I woke up today in early morning before 3 hrs of office time and did excercise and yoga for one hour.

I hope to make it a daily routine now onwards. 

For most of the friends it may look alike a very small but i have been trying to achieve this from several months without any success.


----------



## sarafinanickelbocker (May 16, 2010)

:clap Grats! I wanna do yoga too. I wish you the best in keeping up wih it.


----------



## strawberryjulius (Jun 28, 2009)

Awesome! One thing that helps me keep up my exercise is that great feeling you get when you're done. Now I feel like crap if I go without.


----------



## Event Horizon (Feb 23, 2011)

Where do you get your yoga sequence from? I am interested in picking that up as well, but I can't seem to find a good, long yoga sequence.


----------



## atticusfinch (Dec 18, 2010)

Awesome. Yoga is wonderful, man. I need to start it up again.

_(Keep it up!)_


----------



## lynnb (May 10, 2011)

I love yoga. I practiced yoga for 6 years. My anxiety was MUCH better then. I have started to practice again, but not as much as I did before. I love how I feel when I do yoga. I wish every second could be a yoga class, but that's not too practical. :|


----------



## TylerD. (Apr 1, 2021)

Inspirational, thank you.


----------



## Lisa (Jul 8, 2006)

Daily exercise is great. I have gotten into the habit of going for walks/ cycling every single day for at least 2.5h. Gets me through the lockdowns.


----------



## srschirm (Jun 25, 2006)

Lisa said:


> Daily exercise is great. I have gotten into the habit of going for walks/ cycling every single day for at least 2.5h. Gets me through the lockdowns.
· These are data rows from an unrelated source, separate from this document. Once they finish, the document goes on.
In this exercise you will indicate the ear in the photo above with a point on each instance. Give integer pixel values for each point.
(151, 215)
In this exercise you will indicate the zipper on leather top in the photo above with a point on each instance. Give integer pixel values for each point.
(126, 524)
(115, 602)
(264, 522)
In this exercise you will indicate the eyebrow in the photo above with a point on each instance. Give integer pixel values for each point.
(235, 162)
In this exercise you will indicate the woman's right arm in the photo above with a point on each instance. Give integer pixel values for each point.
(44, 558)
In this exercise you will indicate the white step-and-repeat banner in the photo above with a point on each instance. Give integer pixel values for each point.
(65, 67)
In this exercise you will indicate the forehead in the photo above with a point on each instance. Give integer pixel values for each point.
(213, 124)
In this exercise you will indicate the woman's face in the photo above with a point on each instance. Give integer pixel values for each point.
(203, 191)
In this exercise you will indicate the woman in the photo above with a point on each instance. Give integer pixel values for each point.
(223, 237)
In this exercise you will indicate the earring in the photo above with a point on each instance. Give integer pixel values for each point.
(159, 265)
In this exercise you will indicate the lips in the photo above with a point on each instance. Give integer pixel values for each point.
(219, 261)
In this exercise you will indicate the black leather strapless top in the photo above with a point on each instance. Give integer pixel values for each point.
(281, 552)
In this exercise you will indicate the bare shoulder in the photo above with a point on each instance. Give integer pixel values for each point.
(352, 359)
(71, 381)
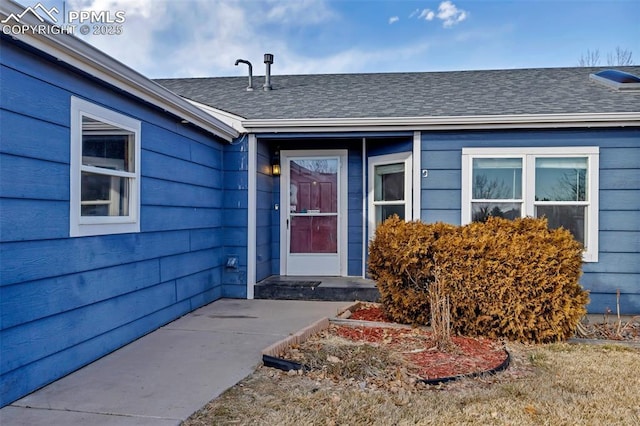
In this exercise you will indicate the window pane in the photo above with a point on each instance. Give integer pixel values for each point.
(561, 179)
(571, 218)
(480, 212)
(497, 178)
(103, 195)
(386, 211)
(389, 182)
(106, 146)
(314, 234)
(314, 186)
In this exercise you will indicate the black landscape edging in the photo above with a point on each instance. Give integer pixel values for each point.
(283, 364)
(286, 365)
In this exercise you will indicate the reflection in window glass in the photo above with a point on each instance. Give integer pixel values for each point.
(497, 178)
(389, 185)
(103, 195)
(385, 211)
(561, 179)
(482, 211)
(569, 217)
(105, 148)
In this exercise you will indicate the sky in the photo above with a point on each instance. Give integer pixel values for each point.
(203, 38)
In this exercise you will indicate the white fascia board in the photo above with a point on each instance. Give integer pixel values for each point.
(228, 118)
(482, 122)
(75, 52)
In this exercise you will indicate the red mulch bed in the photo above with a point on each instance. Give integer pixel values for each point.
(470, 356)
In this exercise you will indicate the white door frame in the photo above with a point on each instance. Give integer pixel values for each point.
(343, 199)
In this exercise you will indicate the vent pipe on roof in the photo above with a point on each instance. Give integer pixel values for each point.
(244, 61)
(268, 60)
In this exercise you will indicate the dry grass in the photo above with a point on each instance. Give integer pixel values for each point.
(557, 384)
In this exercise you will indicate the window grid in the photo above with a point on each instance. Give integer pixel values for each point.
(530, 205)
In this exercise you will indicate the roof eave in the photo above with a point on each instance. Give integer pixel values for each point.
(75, 52)
(485, 122)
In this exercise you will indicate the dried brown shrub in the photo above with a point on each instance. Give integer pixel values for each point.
(512, 279)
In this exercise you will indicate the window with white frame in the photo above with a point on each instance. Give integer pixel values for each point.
(105, 171)
(560, 184)
(389, 188)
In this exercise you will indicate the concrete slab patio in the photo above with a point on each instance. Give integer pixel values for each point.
(165, 376)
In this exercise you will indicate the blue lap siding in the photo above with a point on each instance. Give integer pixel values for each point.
(619, 199)
(65, 302)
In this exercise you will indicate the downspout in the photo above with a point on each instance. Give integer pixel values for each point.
(244, 61)
(268, 60)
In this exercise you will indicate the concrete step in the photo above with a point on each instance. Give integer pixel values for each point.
(316, 288)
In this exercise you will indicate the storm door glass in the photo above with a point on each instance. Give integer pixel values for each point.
(313, 205)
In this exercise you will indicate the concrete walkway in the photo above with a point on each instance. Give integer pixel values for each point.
(164, 377)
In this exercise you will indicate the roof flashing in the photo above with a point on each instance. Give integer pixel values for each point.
(617, 80)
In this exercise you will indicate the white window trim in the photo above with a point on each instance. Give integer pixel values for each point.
(381, 160)
(528, 156)
(80, 226)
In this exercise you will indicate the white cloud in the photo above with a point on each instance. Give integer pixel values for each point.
(298, 12)
(427, 14)
(201, 37)
(450, 14)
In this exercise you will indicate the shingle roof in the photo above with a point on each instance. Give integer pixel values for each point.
(430, 94)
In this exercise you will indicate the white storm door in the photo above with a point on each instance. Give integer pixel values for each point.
(314, 204)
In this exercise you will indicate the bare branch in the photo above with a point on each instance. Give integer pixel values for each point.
(620, 57)
(589, 59)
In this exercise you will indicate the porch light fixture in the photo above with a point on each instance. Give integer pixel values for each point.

Glad to hear that! I need to get back in the exercise swing of things myself.


----------



## Lisa (Jul 8, 2006)

srschirm said:


> Glad to hear that! I need to get back in the exercise swing of things myself.


Good to see an old face btw.  I recognized your username from way back in the days.

How have you been? Hope all is going well for you.


----------



## srschirm (Jun 25, 2006)

Lisa said:


> Good to see an old face btw.  I recognized your username from way back in the days.
> 
> How have you been? Hope all is going well for you.


Thanks so much, Lisa! All is well, how about yourself? I never knew you were German...I see the flag on this new SAS format!


----------



## Lisa (Jul 8, 2006)

srschirm said:


> Thanks so much, Lisa! All is well, how about yourself? I never knew you were German...I see the flag on this new SAS format!


I am well 

I had no idea that the flag was showing. Took that off right away


----------



## srschirm (Jun 25, 2006)

Lisa said:


> I am well
> 
> I had no idea that the flag was showing. Took that off right away


Glad to hear that. Haha, glad I could be of service!


----------